An Early Tudor Outfit: Exploring the Evidence
I've chosen 'Type 1' for my Sergeantry Quest and Elevation Garb; a dress in the style worn by Mary Wotton, Lady Guildford, in the iconic portrait by Holbein below. The first step is to explore how this dress might have been constructed, the possibilities of the entire outfit and a few peculiarities about early Tudor garb that I'm not sure will ever be solved.
Images from Wikimedia Commons. If you click on them, you'll be taken to a much larger version, in most cases.
The painting and drawing of Lady Mary show her wearing what seem to be at least three garments. One is a thin shift or smock with whitework and some tiny black stitches along the neckline. It's likely this was the undergarment for the whole ensemble. The next dress, or kirtle, has what looks to be some sort of gold embroidery around the edges of the neckline. This is visible in both the painting and the colored drawing. The kirtle is black or very dark navy in the painting. It's impossible to tell what kind of fabric it might be, although given the location (England) and the time frame it's likely to be wool. The colored drawing has another possible white kirtle on top of the black one, this is possibly just something the artist neglected to detail or color. This possible white kirtle is not shown in the painting. The third, and final, dress (gown) seems to be black velvet (or a rich wool), with some kind of furred, turned back sleeves. This gown forms the 'top' of the outfit.
Note that the linen of the smock, at the neckline, seems too sheer to form the white bits showing through the pleated orange silk lower sleeves and the cuffs. The cuffs, upon close examination, look as though they might feature whitework as well.
There is a thin linen (silk?) partlet, or necklace, over Mary's shoulders. In other portraits, including those from the time period from the Continent, this article is definitely a necklace (although some portraits show a partlet instead: the decision to wear a partlet or not might be one of fashion). There seems to be a distinct 'look' to the neckline and clothing of the period, which includes the very deliberate draping of the necklaces and/or wearing of a very thin partlet to achieve some of the same lines. Whether Mary wore a necklace or this was some kind of very thin partlet is unknown. It appears as a partlet in the painting and as a necklace in the drawing. I will be recreating it as a necklace, rather than a partlet.
Mary is wearing a strange white 'thing' which goes over her shoulders and down the sides of her body. There is much confusion about what this might be, and I must admit I do not know right now, and perhaps will never know for sure. However, that's not stopped me from doing a bit of research!
The under sleeves of the gown are silk, folded and pressed and otherwise fairly simple. The folding and pressing will be interesting. This sleeve style is quite popular at this period as evidenced from various British portraits. You will see some of them throughout this exploration.
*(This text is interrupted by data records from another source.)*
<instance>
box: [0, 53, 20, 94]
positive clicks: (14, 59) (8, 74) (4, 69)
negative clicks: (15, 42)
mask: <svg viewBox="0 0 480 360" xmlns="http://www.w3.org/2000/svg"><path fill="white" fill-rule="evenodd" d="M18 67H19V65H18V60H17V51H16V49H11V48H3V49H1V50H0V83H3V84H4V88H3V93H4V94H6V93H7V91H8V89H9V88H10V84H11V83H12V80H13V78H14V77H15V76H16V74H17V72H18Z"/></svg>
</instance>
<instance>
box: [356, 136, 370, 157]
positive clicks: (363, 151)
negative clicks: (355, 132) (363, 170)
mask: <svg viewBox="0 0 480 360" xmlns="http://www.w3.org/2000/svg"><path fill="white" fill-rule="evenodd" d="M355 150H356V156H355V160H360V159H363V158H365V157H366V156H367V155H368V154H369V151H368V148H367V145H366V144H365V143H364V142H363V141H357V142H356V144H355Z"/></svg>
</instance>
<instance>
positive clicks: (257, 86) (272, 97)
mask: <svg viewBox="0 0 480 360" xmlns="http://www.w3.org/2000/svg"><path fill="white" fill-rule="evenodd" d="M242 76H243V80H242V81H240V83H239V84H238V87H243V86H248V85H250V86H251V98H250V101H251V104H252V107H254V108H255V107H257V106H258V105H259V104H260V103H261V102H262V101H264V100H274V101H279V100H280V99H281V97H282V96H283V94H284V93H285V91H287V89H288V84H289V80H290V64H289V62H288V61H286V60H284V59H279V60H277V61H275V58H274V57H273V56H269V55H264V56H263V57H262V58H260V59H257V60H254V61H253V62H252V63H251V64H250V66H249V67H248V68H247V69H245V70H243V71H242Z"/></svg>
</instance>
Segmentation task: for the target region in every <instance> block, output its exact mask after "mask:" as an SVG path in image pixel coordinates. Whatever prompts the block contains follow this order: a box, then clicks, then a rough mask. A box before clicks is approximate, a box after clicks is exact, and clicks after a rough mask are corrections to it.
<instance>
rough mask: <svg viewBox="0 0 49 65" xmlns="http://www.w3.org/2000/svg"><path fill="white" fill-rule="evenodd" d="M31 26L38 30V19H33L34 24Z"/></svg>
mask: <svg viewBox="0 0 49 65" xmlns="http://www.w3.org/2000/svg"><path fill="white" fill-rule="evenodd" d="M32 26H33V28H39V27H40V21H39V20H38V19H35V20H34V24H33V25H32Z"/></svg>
The folded back black sleeves of the gown may be lined with velvet or wool or perhaps they are lined with a short fur of some kind. It's impossible to tell as the black of the gown doesn't allow much detail to be depicted. In the sketch the lining of the sleeves appears to be short fur.
Headdress and jewelry will be discussed later under accessories.
Sadly the portrait is not full length, and there is no possibility of knowing what the back of the dress looked like. However, Holbein and others did full-length portraits from time to time and there are some interesting sketches...
Image from the British Museum Collection
For example, the above sketch is another Holbein drawing, done some time between 1528 and 1530. The drawing is exciting because it shows both the front and back of an outfit very similar to that which Lady Wotton is wearing. The commentary for this sketch on the British Museum website suggests that wearer of the outfit in the drawing might be a lady in waiting, and not the person who would be wearing the garb for the portrait. So, my mind immediately wonders if this is the dress Mary Wotton is wearing. Note there are many similarities. This drawing shows that the sleeves are lined with some kind of fur. It also shows the back of the dress, at the neckline, is in a V shape and gives some seam lines.
The skirt is voluminous but not gathered too much at the front and sides (if at all). It has a long train. There are gathers at the back. Unlike later styles of dress, this dress does not split down the front, at least not in this depiction.